With the push towards electric aircraft and air taxis, autonomy has quickly become an essential topic in urban air mobility. Due to its novelty, it presents a wide range of challenges to tech companies and manufacturers.
Along with the personnel side of things, there is the consideration of how effective current autonomous technology is to a UAM application, and what modifications must be made. How the industry adapts to these challenges will shape the future of aerospace autonomy.
The first significant challenge facing the rollout of UAM autonomy is sourcing the right expertise for the job. While ground-based autonomy, such as driverless cars, has made progress in recent years, autonomy in the sky is an entirely different issue.
It is fair to assume that many of the skills will be the same as for autonomous ground vehicles, such as computer programming, knowledge of AI, robotics, and cybersecurity. Aerospace presents an entirely different environment for autonomous vehicles, but the driving technology and expertise will remain mostly unchanged.
However, the key issue remains that areas of expertise are combined with those who understand UAM technology and its environment. Driverless cars, for example, arguably deal with a finite range of hazards. Pedestrians and cars can be unpredictable, but they still exist within a generally set environment.
The sky, on the other hand, presents a more gigantic and unpredictable environment. Therefore, any skills and expertise used for driverless cars will need to be adapted to fit this space; we can only do this by teaming up with aerospace experts who understand the hazards and challenges it presents.
Eventually, engineering departments at universities will likely integrate these disparate areas into courses applicable to UAM autonomy. However, the industry will have to rely on transferrable skills and the sharing of expertise for now.
Once the technology has been chosen for aerospace autonomy, from hardware to software such as AI and big data, will all need to be built, tested and optimised. An essential part of this will be creating algorithms around which the AI and machine learning skills are based.
Again, there will likely be a large amount of skill-sharing from current autonomous projects, which will have to be adapted and modified for aerospace. The only way to do this effectively is to work with aerospace engineers and pilots who can offer real-world and applicable knowledge to the project.

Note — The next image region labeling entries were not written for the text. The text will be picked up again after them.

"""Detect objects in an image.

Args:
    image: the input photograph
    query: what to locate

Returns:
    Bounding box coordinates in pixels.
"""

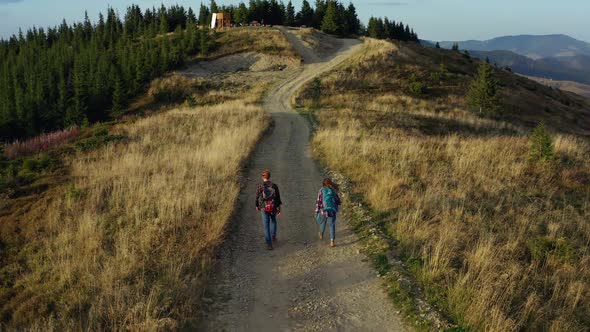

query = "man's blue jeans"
[319,214,336,241]
[260,211,277,245]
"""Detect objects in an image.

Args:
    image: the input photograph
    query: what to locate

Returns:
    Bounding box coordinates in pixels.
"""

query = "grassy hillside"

In short, UAM autonomy will pull engineers from a wide range of backgrounds, including AI, machine learning, data capture and analysis, and robotics. Of course, this does not even cover the physical engineering of the autonomous aircraft themselves, which will present a different range of challenges.

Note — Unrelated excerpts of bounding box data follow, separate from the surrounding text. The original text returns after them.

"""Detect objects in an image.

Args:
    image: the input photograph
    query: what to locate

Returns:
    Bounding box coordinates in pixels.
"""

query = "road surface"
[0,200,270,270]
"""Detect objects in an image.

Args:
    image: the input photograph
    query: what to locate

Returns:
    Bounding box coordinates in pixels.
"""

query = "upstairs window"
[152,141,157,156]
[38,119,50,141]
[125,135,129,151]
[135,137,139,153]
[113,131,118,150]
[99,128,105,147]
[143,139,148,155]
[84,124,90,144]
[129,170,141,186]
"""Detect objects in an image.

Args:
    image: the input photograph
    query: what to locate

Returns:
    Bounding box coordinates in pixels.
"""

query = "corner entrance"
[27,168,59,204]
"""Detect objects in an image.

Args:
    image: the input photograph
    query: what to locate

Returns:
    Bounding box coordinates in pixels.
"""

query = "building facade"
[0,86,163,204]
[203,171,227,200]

As mentioned, finding, and testing the right technology for autonomous aircraft will present a unique challenge in the near future. The fundamental basis of autonomous vehicles may remain the same for air and ground, but technology's application differs significantly.

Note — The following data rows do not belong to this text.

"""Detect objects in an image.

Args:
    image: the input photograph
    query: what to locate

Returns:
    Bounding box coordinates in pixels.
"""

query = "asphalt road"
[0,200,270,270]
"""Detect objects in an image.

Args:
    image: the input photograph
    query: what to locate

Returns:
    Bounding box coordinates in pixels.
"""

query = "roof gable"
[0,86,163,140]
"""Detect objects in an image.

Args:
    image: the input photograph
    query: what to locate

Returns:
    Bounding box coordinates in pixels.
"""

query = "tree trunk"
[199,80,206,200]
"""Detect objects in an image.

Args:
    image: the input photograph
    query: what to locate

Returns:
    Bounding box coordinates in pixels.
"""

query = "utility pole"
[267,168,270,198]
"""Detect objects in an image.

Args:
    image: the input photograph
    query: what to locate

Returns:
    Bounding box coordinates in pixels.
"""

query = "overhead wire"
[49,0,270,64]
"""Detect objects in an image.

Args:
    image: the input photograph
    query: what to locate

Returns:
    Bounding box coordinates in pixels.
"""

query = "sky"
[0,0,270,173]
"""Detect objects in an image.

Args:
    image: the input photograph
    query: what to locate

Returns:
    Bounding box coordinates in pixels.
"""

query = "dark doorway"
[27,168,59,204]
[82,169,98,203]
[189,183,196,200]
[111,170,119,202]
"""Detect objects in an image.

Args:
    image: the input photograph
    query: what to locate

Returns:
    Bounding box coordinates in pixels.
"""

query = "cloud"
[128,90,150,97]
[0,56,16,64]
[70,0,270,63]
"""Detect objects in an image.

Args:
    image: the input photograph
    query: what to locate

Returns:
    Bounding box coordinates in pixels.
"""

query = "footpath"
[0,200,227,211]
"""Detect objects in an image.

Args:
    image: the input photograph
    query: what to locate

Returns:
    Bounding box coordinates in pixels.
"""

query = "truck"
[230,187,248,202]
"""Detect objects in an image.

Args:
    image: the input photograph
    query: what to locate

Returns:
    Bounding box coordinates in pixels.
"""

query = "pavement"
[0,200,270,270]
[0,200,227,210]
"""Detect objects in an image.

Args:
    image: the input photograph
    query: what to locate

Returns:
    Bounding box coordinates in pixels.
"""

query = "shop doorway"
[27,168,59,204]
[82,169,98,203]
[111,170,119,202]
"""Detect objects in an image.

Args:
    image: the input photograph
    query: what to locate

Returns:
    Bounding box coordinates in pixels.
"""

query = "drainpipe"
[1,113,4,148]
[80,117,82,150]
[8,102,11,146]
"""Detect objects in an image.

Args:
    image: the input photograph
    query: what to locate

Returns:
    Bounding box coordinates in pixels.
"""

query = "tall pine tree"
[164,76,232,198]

A recent edition of Insight by the Aerospace Technology Institute listed no less than thirteen new technological processes needed for autonomous flight. These include features such as departure guidance, approach selection, auto shutdown, and, of course, traffic avoidance.
The latter is perhaps one of the biggest challenges in aerospace autonomy. On the ground, traffic avoidance relates mainly to other vehicles and pedestrians, existing in a 2D environment as they are on the road in front, behind, or to the vehicle's side.
In the sky, however, obstacles can also exist above and below. While AI might predict the occurrence and pattern of buildings and other aircraft, it will be a much more significant challenge to predict birds' flight patterns. To compensate for this, the AI will have to be highly responsive in its traffic avoidance.
Then there is the issue of changing weather conditions and how they can impact flight paths and indeed the ability to fly altogether. As we discussed in a previous article, surveys have shown that the viability of flying in icy and windy cities is currently relatively low.
The key behind facing this challenge will be choosing and testing the right sensory equipment, along with responsive AI. LIDAR and radar offer potential options for this issue, particularly electronically scanned array (ESA) radar. Echodyne has recently unveiled a lightweight and powerful ESA radar designed specifically for autonomous vehicles and UAVs. Perhaps organisations will adapt this kind of technology to suit the autonomous aerospace industry.
Finally, there is the issue of safety, both physical passenger safety and cybersecurity. Two-pilot systems currently used in commercial aircraft offer a relatively safe system: if one pilot is incapacitated, the other can take over. Removing both pilots and relying purely on AI, therefore raises complications about passenger safety.
The push is currently towards manned-unmanned partnerships, such as the aircraft communicating with air traffic control to maintain safe flight patterns. Alongside this, engineers are improving AI's reliability and safety to reduce safety issues altogether.
The same is true for cybersecurity in autonomous aircraft. The industry currently relies on the type of cybersecurity used in military UAVs. However, the system will need to be impenetrable if we rely on an entirely uncrewed system.
As it stands, technology and the scientific knowledge behind it is not quite at the point of autonomous flight. To reach this considerable milestone, we will need to invest more time and resources in the critical issues considered above: traffic avoidance, reliable AI, and safety and security.
Before we have resolved these issues to the point of almost perfection, public acceptance of autonomous aircraft will remain low. The theoretical knowledge and determination to make this happen to exist, but physical technology still has a way to catch up.